When did that egregious and notorious race-monger, Al Sharpton, become the epitome and standard-bearer of honesty and truth in matters of race? And he is just one of the guilty parties, in media, entertainment and in so-called intellectual circles perpetuating this narrative. I still cannot imagine why he was given a contract and a position in the higher reaches of the establishment news media. That he was so honored is likely indicative of how we are being steered down the rat-hole by our current political elites, towards a third-world and faction-ridden society – where the colors (and perhaps religion) of the accused and victim matter more than what actually happened and can be proved in a court of law.

Look, I live in a socially and racially mixed neighborhood myself; and most of the other residents take a proud interest in our homes, our gardens and the general welfare of our neighbors.

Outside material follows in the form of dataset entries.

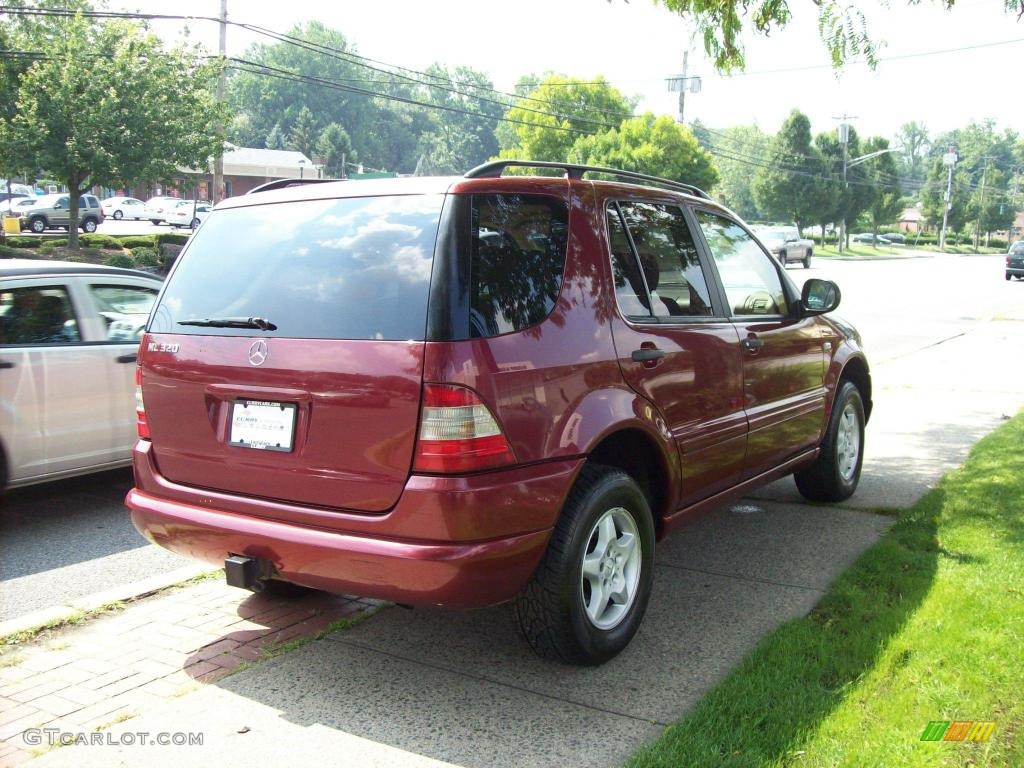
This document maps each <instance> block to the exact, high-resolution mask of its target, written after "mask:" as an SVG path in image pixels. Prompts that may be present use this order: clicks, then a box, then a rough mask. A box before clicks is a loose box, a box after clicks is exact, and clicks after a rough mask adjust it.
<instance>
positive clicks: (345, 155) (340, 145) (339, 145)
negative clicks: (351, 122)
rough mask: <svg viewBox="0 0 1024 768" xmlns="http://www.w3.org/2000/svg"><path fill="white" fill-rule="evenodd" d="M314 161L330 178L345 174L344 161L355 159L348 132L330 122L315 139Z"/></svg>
mask: <svg viewBox="0 0 1024 768" xmlns="http://www.w3.org/2000/svg"><path fill="white" fill-rule="evenodd" d="M316 161H317V162H318V163H321V164H323V166H324V170H325V172H326V173H327V175H328V176H329V177H331V178H342V177H343V176H344V175H345V163H351V162H354V161H355V156H354V154H353V153H352V141H351V139H349V137H348V133H346V132H345V129H344V128H342V127H341V126H340V125H338V124H337V123H331V124H330V125H329V126H327V128H325V129H324V131H323V133H321V135H319V138H318V139H316Z"/></svg>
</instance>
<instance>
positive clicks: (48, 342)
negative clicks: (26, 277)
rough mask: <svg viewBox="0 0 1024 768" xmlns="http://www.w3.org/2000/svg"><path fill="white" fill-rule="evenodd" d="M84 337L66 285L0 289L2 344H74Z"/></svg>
mask: <svg viewBox="0 0 1024 768" xmlns="http://www.w3.org/2000/svg"><path fill="white" fill-rule="evenodd" d="M81 340H82V338H81V336H80V335H79V331H78V322H77V321H76V319H75V312H74V310H73V309H72V305H71V300H70V299H69V297H68V292H67V291H66V290H65V288H63V287H61V286H32V287H28V288H10V289H2V290H0V346H17V345H22V346H25V345H31V346H38V345H51V344H53V345H55V344H75V343H77V342H80V341H81Z"/></svg>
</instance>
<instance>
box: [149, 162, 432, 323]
mask: <svg viewBox="0 0 1024 768" xmlns="http://www.w3.org/2000/svg"><path fill="white" fill-rule="evenodd" d="M353 183H354V182H353ZM442 202H443V196H442V195H429V196H422V195H421V196H403V197H383V198H349V199H344V200H315V201H301V202H295V203H281V204H275V205H261V206H252V207H248V208H228V209H224V210H221V211H216V212H213V213H211V214H210V217H209V219H207V221H206V223H204V224H203V228H202V229H201V230H200V231H199V232H198V233H197V234H196V236H195V239H194V242H193V243H191V244H190V245H189V246H188V250H187V251H186V252H185V253H184V254H183V255H182V258H181V261H180V263H179V264H178V265H177V267H176V268H175V270H174V272H173V273H172V274H171V278H170V279H169V281H168V284H167V288H166V290H165V291H164V295H163V297H162V298H161V300H160V305H159V306H158V308H157V310H156V312H154V316H153V321H152V323H151V326H150V331H151V332H154V333H176V334H194V335H206V336H232V335H233V336H248V335H252V334H253V333H254V331H253V330H252V329H242V330H239V329H231V328H216V327H202V326H193V325H181V324H182V323H187V322H188V321H205V319H212V321H217V319H224V318H240V317H241V318H246V317H260V318H263V319H265V321H266V322H268V323H270V324H272V325H273V326H276V330H270V331H259V332H258V333H259V334H260V335H265V336H280V337H287V338H306V339H379V340H407V339H414V340H422V339H423V338H424V334H425V330H426V316H427V294H428V291H429V283H430V270H431V267H432V264H433V253H434V241H435V240H436V238H437V222H438V219H439V217H440V211H441V204H442Z"/></svg>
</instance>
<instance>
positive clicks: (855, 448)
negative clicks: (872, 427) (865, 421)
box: [836, 402, 860, 482]
mask: <svg viewBox="0 0 1024 768" xmlns="http://www.w3.org/2000/svg"><path fill="white" fill-rule="evenodd" d="M836 458H837V459H838V463H839V473H840V476H841V477H842V478H843V479H844V480H845V481H846V482H850V481H851V480H853V476H854V474H855V473H856V471H857V461H858V460H859V459H860V423H859V419H858V418H857V409H856V408H854V404H853V403H852V402H848V403H846V408H844V409H843V415H842V416H840V418H839V430H838V431H837V433H836Z"/></svg>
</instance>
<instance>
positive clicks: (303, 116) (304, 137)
mask: <svg viewBox="0 0 1024 768" xmlns="http://www.w3.org/2000/svg"><path fill="white" fill-rule="evenodd" d="M318 135H319V131H318V130H317V129H316V118H314V117H313V114H312V112H311V111H310V109H309V108H308V106H303V108H302V109H301V110H299V114H298V115H296V116H295V124H294V125H293V126H292V130H291V131H290V132H289V134H288V148H289V150H294V151H295V152H301V153H302V154H303V155H305V156H306V157H307V158H311V157H312V156H313V147H314V146H315V145H316V138H317V136H318Z"/></svg>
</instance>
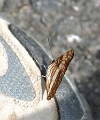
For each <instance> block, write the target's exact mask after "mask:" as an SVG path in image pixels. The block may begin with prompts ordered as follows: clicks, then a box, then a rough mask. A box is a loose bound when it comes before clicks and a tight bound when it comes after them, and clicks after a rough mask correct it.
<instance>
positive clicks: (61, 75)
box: [46, 50, 74, 100]
mask: <svg viewBox="0 0 100 120" xmlns="http://www.w3.org/2000/svg"><path fill="white" fill-rule="evenodd" d="M73 56H74V50H69V51H67V52H66V53H64V54H63V55H61V56H60V57H59V58H58V59H56V60H53V61H52V62H51V64H50V65H49V67H48V70H47V74H46V89H47V100H50V99H51V98H53V96H54V94H55V93H56V90H57V88H58V86H59V85H60V83H61V81H62V77H63V76H64V74H65V72H66V70H67V67H68V65H69V63H70V62H71V60H72V59H73Z"/></svg>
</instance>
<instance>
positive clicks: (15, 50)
mask: <svg viewBox="0 0 100 120" xmlns="http://www.w3.org/2000/svg"><path fill="white" fill-rule="evenodd" d="M50 62H51V59H50V57H49V55H48V54H47V52H46V50H45V49H44V48H43V46H42V45H41V44H40V43H38V42H37V41H36V40H35V39H34V38H31V37H29V36H27V35H26V33H25V32H23V31H21V30H20V29H19V28H17V27H16V26H15V25H13V24H11V23H10V22H8V21H6V20H4V19H2V18H0V111H1V112H0V120H15V119H16V120H19V119H20V120H58V119H59V120H93V119H92V116H91V112H90V109H89V107H88V104H87V102H86V100H85V99H84V97H83V96H82V94H80V93H79V92H78V90H77V88H76V86H75V84H74V83H73V82H72V80H71V79H70V78H69V77H68V76H67V75H65V76H64V77H63V80H62V82H61V84H60V86H59V88H58V90H57V92H56V94H55V97H54V98H52V99H51V100H47V92H46V88H45V84H46V83H45V78H44V77H42V76H45V75H46V69H47V67H48V66H49V64H50ZM43 66H45V67H43Z"/></svg>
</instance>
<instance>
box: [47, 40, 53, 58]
mask: <svg viewBox="0 0 100 120" xmlns="http://www.w3.org/2000/svg"><path fill="white" fill-rule="evenodd" d="M48 43H49V48H50V52H51V56H52V58H53V60H54V57H53V54H52V50H51V44H50V39H49V38H48Z"/></svg>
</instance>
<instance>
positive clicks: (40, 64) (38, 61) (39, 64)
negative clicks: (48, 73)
mask: <svg viewBox="0 0 100 120" xmlns="http://www.w3.org/2000/svg"><path fill="white" fill-rule="evenodd" d="M35 61H36V62H37V63H38V64H39V65H41V66H43V67H44V69H45V71H47V70H46V66H45V65H43V64H41V63H40V62H39V61H37V60H35Z"/></svg>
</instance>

We do notice things, people, events like yard-sales or robberies – last year there was even a double murder (by a disgruntled former employee of a resident), which freaked out everyone, as the murder ran off on foot through the neighborhood, to be apprehended a short time later in the parking lot of the nearby HEB grocery store. We have a volunteer patrol – and while I doubt that they actually patrol while armed, it’s a safe bet that the number of concealed carry permit holders here is above average. I do believe that we in Texas generally can and will resist. But the knowledge that being concerned and taking action with regard to the welfare of your neighborhood might make you the focus of political show-trial with a pre-ordained verdict – that has got to have a chilling effect on the individual, at least as much as the IRS vendetta against Tea Party associations did for organizations.